March 29, 2012 // By R. Colin Johnson
Akustica is entering the mobile device market with its first analog microphone, a low-cost two-chip solution that it hopes will widen its market share.

The Bosch subsidiary pioneered the single-chip digital MEMS microphone back in 2006, when its biggest competition was analog mics designed for hearing aids.

Akustica is the world leader in digital MEMS microphones with its elegant one-chip CMOS solution that has captured the lion's share of the microphone market for digital devices like laptop computers. However, the larger mobile phone market has been slow to adopt digital microphones, opting instead to stick with the ultra-inexpensive analog microphones produced by high-volume manufacturers like Knowles Acoustics.

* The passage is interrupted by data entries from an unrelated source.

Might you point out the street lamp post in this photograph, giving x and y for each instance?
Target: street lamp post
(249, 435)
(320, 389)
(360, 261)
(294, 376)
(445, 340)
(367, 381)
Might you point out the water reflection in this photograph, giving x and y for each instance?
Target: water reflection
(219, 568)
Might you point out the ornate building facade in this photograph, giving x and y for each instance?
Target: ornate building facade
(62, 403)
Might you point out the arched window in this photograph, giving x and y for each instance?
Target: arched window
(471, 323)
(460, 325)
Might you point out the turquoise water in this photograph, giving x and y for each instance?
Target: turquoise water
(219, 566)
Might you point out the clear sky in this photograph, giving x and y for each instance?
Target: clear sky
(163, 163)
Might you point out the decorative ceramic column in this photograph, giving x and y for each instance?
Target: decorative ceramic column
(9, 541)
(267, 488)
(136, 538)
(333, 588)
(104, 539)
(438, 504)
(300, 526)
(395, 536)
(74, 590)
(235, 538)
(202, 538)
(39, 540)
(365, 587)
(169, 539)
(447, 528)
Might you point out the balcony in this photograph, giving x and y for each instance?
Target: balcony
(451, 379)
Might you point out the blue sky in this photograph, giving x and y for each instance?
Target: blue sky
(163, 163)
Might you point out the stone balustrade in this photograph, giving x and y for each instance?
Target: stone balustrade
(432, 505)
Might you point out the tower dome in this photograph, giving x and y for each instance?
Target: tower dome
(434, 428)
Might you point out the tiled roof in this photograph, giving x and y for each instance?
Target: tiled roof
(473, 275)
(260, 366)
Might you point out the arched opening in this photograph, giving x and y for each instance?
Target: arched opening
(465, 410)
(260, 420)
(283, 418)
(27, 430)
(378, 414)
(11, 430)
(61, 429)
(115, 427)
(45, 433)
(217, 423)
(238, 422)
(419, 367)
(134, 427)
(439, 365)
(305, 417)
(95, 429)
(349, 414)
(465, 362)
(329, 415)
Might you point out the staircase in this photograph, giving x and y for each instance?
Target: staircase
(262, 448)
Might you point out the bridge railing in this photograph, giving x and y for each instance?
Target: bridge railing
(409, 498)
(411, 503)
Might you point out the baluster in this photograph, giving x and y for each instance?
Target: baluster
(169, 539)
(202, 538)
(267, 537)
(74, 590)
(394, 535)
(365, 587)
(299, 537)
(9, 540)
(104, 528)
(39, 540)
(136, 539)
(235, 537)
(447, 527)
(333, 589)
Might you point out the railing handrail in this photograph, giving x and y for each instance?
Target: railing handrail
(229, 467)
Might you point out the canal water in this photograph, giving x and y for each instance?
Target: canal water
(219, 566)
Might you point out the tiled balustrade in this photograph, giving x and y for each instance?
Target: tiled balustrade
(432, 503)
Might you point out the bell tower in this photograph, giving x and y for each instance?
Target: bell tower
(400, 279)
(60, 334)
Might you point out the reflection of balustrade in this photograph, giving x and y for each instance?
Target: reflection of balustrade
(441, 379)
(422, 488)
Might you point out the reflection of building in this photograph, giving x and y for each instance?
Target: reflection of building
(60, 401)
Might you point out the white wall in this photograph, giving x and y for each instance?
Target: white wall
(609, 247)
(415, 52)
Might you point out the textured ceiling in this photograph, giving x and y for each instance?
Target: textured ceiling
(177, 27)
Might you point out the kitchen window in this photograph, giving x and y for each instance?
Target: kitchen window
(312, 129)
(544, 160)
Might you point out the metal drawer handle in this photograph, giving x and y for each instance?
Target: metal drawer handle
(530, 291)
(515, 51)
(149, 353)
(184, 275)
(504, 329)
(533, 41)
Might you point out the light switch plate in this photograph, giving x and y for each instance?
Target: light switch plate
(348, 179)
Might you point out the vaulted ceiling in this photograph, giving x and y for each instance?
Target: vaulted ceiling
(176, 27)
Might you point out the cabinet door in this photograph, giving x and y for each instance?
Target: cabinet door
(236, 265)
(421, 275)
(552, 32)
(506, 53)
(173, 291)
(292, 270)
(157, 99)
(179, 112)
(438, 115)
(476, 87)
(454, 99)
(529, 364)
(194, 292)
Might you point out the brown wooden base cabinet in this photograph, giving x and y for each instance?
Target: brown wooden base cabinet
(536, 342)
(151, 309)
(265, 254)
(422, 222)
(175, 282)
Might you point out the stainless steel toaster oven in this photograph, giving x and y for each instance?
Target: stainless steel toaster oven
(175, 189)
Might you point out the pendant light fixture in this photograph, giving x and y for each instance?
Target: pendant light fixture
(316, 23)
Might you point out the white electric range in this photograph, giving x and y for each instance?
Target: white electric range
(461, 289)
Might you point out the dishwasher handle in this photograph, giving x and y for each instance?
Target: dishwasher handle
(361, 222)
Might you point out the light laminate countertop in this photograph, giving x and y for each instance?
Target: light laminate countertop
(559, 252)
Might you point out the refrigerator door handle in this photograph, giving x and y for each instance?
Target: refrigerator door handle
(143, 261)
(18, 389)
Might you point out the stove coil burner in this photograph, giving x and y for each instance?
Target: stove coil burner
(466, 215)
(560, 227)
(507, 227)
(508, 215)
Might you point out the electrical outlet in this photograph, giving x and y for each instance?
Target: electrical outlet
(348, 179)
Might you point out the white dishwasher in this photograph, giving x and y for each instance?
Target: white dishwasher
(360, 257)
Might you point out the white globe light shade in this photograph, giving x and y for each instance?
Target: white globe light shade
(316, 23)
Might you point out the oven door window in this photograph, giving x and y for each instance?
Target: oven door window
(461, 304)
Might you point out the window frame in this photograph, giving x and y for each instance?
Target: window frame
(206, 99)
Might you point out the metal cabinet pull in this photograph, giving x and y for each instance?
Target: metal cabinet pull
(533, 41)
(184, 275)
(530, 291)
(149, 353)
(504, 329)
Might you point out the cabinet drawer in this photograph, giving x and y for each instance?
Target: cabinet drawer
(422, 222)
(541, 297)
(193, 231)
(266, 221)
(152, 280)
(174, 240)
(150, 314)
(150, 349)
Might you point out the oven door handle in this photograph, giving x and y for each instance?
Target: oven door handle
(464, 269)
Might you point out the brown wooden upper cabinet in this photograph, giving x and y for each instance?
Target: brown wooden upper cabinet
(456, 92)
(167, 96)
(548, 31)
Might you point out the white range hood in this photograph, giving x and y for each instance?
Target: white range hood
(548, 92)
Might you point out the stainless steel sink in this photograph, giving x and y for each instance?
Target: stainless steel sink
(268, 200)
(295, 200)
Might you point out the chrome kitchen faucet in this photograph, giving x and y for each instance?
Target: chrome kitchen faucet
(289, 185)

Now Akustica, backed by Bosch's high-volume manufacturing capabilities, hopes to carve out a bigger share of the billion-unit mobile phone market.

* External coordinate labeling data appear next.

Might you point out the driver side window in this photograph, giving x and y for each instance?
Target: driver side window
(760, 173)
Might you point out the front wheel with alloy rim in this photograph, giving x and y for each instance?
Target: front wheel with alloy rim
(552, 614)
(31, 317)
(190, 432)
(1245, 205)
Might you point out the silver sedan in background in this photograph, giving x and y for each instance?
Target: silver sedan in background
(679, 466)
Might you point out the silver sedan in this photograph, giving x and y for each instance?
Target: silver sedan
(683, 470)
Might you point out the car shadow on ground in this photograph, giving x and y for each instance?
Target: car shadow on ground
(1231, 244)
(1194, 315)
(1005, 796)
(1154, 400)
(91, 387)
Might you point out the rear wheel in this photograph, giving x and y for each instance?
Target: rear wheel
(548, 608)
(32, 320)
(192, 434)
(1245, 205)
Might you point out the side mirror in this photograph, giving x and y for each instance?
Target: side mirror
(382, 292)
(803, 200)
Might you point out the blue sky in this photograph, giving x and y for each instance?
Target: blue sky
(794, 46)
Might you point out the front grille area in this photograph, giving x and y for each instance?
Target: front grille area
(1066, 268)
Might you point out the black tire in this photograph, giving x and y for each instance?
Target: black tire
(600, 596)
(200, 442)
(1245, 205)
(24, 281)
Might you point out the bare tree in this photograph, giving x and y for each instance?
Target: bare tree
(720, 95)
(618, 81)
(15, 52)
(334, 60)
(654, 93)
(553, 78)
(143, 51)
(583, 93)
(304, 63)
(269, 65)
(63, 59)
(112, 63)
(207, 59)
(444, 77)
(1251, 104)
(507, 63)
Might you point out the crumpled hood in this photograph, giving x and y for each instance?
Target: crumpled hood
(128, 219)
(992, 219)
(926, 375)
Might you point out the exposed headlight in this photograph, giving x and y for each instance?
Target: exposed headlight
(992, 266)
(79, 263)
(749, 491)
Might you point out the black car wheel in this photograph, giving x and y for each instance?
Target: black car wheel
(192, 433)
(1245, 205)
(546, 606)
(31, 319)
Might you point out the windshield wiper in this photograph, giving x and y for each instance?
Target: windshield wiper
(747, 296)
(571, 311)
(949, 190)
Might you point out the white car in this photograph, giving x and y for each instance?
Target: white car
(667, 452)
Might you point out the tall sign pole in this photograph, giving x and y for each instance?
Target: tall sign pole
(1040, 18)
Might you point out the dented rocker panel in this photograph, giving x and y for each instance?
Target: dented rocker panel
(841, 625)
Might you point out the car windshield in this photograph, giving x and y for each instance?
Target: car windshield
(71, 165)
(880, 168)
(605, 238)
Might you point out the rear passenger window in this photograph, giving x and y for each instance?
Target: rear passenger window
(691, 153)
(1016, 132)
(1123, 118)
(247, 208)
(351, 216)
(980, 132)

Akustica's two-chip analog MEMS mic for cell phones and other mobile devices.

"Our first analog microphone meets the mobile phone requirements for features, form factor and power, and exceeds even the most stringent performance requirements," said Davin Yuknis, vice president of marketing at Akustica. "What’s more, because we are leveraging the Bosch supply chain--including their MEMS foundry in Germany--we are positioned to meet demand from even the highest-volume customers."

Akustica's AKU340 it its first analog microphone as well as its first to use a two-die solution--a MEMS diaphragm chip wire-bonded to an application-specific-integrated circuit (ASIC) housing the analog amplifier and interface circuitry (see photo) all in a tiny 2.5-by-3.35-by-1 millimeter package. Its small size and 63dB signal-to-noise ratio fit well with the requirements for mobile devices when used singly or in noise-canceling multi-mic arrays.

Akustica was acquired by Bosch in 2009 and will continue to market its unique single-chip digital MEMS microphones as well as the new lower priced analog MEMS mics.